The Bill further seeks to strengthen the mechanism that facilitates attainment by the Community of the goal to ensure universal access to sexual and reproductive health care services by 2030. These services include family planning, information and education, and the integration of reproductive health into national strategies and programmes. This goal is enshrined in the EAC Integrated Reproductive Maternal, New-born Child and Adolescent Health Policy Guidelines 2016-2030, and the EAC Sexual and Reproductive Health Rights Strategic Plan.

The Bill recognises the obligation of Partner States under several international, continental and Community frameworks, to respect, protect and fulfil the right to health. They do this by facilitating, providing, and promoting the highest attainable standard of health and providing measures toward the full realisation of the right to health. Bill will strengthen the mechanism to facilitate the attainment of the Community goal of ensuring universal access to sexual and reproductive health care services, including family planning, information and education.

The Reproductive, Maternal, Newborn, Child and Adolescent Health indicators in the East African Community member states are worse than the average in the rest of Africa. High maternal and mortality rates for children under five, high unmet need for contraceptives and adolescent fertility rates demonstrate a need for collective action across the community to respond to the sexual and reproductive health challenges. In 2020, 39,000 children in East Africa were born with HIV infections that could have been easily prevented. During the same period, 62,000 mothers died from childbirth complications that could have been easily addressed. Two hundred million girls and women are estimated to have undergone genital mutilation. Additionally, cervical cancer remains a leading cause of cancer-related deaths in African women, where the estimated rate of deaths is 94 women per 100,000. Currently, 19 million women in East Africa cannot access modern contraception and a further 2.5 million are at risk of death due to complications from unsafe abortions. The Covid-19 pandemic led to a very big increase in violence against women and girls all over the East African Community putting the future of millions of women and children in jeopardy.

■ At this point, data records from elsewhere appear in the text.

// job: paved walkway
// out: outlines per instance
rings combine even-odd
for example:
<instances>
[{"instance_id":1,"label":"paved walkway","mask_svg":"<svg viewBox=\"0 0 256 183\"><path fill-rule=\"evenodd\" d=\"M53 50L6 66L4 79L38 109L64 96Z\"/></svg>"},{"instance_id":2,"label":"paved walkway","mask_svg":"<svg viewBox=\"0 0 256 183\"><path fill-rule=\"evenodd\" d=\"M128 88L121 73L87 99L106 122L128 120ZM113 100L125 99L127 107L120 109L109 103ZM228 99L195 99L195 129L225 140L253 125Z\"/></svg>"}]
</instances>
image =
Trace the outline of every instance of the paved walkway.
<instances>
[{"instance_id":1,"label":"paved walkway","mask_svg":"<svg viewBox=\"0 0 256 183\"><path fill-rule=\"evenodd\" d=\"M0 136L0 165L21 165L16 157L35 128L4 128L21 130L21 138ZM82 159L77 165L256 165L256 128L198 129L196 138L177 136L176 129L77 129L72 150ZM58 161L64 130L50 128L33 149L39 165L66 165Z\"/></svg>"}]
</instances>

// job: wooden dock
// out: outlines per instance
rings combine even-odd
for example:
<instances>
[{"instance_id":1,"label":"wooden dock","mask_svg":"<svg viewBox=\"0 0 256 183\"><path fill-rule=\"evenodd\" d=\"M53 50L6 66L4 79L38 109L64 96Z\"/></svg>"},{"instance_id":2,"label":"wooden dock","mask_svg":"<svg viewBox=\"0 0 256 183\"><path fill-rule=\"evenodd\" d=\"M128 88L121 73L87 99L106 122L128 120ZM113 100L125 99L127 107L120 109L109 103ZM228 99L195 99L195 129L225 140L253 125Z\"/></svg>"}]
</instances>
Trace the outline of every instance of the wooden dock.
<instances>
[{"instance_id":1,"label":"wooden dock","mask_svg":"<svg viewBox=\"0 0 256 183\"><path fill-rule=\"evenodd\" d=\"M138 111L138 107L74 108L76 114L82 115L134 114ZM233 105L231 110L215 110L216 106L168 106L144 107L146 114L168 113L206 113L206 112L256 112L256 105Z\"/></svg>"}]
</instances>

Indicators across the different countries in the region vary in terms of severity. For example, South Sudan has the highest maternal mortality rate within the Community with 1,150 deaths per 100,000 women who give birth, while Rwanda has the lowest at 248 deaths per 100,000 women giving birth. These variations demonstrate the need for collaborative health systems planning and how this would benefit the region in dealing with high mortality rates within the East African Community Member states. Various countries have over time developed best practices that can be shared across the Community. In Uganda, a weekly maternal death surveillance enables the ministry to follow up on maternal deaths and investigate the causes. This enables timely response.

To strengthen regional Health Information Management Systems, it is critical to have a regional framework to guide this. The collection of data on for example contraceptive use, sexual and reproductive health and the wider reproductive, adolescent maternal newborn remains uncoordinated across the Community. In Uganda, this information is collected through the Uganda Demographic Health Survey and the Health Information Management Systems. In the case of partner states, different information is collected among partner states and this information is collected along different time periods. This makes it difficult to utilise the information for the purpose of regional planning and collective decision-making. Sound and reliable data is the foundation for decision-making across all health system building blocks and is essential for health system policy formulation and implementation, governance and regulation, health research, human resource development, service delivery and financing.

The consultations on this Bill are therefore a very important process in strengthening regional integration and specific emphasis on the promotion of sexual and reproductive health in the EAC partner states.